Bunda, NATO’yu yöneten kadroların başta Ortadoğu ve Kuzey Afrika olmak üzere birebir temas ettikleri hemen her ülkede ‘Türkiye sempatisiyle’ karşılaşmış olmalarının büyük etkisi var.
Türkiye’nin NATO nezdindeki yıldız yoğunluğunu arttıran bir diğer gelişme ise “füze savunma sistemi” konusunda ortaya koyduğu cesur tavır. Pek çok ülkenin gösteremeyeceği bir kararlılıkla, Türkiye sistemin birkaç ana ünitesinden biri olan radar alt yapısını, kendi üzerinde konuşlandırmayı kabul etmiş durumda.

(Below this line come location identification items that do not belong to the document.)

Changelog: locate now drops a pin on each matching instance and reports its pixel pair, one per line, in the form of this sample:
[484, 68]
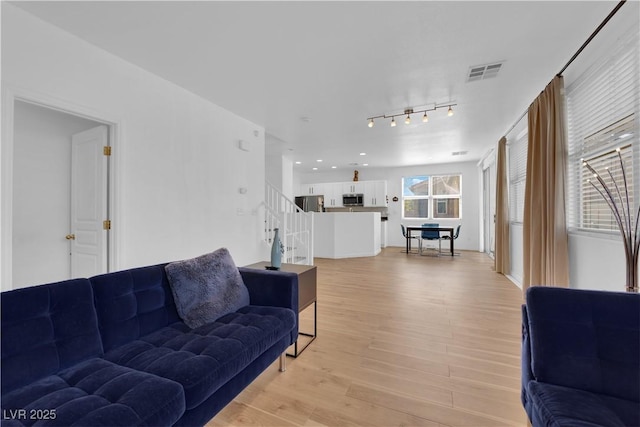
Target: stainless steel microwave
[353, 199]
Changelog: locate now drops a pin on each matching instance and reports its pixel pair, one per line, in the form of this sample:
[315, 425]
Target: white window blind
[517, 158]
[602, 112]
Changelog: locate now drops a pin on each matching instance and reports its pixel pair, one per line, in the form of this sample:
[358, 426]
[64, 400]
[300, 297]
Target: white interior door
[88, 237]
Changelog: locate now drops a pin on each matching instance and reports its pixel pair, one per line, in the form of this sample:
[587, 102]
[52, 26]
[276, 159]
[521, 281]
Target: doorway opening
[60, 198]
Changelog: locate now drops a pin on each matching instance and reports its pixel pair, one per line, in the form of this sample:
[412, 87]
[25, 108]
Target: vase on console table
[276, 251]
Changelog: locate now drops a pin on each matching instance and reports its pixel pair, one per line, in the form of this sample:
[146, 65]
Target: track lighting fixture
[409, 111]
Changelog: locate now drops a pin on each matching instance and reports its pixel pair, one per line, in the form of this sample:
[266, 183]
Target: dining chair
[455, 236]
[418, 238]
[431, 235]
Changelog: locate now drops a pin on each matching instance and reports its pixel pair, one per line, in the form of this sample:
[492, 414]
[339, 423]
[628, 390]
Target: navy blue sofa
[581, 357]
[112, 351]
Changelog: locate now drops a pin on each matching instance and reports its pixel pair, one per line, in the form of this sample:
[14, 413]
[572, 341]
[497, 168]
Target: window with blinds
[602, 113]
[517, 158]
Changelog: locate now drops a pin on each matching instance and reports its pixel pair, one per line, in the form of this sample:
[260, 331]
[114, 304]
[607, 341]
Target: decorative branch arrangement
[620, 205]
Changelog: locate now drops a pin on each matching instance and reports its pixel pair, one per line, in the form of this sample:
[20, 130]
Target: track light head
[409, 111]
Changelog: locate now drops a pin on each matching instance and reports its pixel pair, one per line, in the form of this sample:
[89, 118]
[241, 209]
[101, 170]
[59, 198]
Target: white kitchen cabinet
[353, 187]
[312, 189]
[333, 195]
[375, 194]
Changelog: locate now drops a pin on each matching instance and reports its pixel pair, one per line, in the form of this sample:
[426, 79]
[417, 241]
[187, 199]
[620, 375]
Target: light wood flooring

Bu Türkiye’nin dünya barışına katkı sağlama yolundaki samimiyetinin ve ciddiyetinin de açık bir göstergesi.
Ekonomik, siyasi ve diplomatik alanlardaki güçlü duruşunun yanı sıra askeri alanda da Türkiye’nin ortaya koyduğu bu güçlü görünüm, ülkenin uluslar arası platformdaki konumunu her geçen gün biraz daha kuvvetlendiriyor.
Bu güçlü mekanizmanın ateşleyicisi ise hiç şüphesiz Türk demokrasisindeki düzelme eğilimi. Halkın demokrasiye duyduğu güven arttıkça, verimli çalışma, cesur bir duruş ortaya koyabilme yeteneği ve istikrar da beraberinde geliyor. İçte sağlanan bu bütüncül duruş, dışta görmezden gelinemez, hafife alınamaz ve mutlaka işbirliği yapılması gereken bir Türkiye algısı oluşturuyor.
Çok sıra dışı gelişme/gelişmeler yaşanmadığı takdirde, Türkiye lehine olan bu algının da etkisiyle, içte ve dışta hayal ettiği noktaya ulaşabilir. Hem de hiç de ummadığı bir hızla.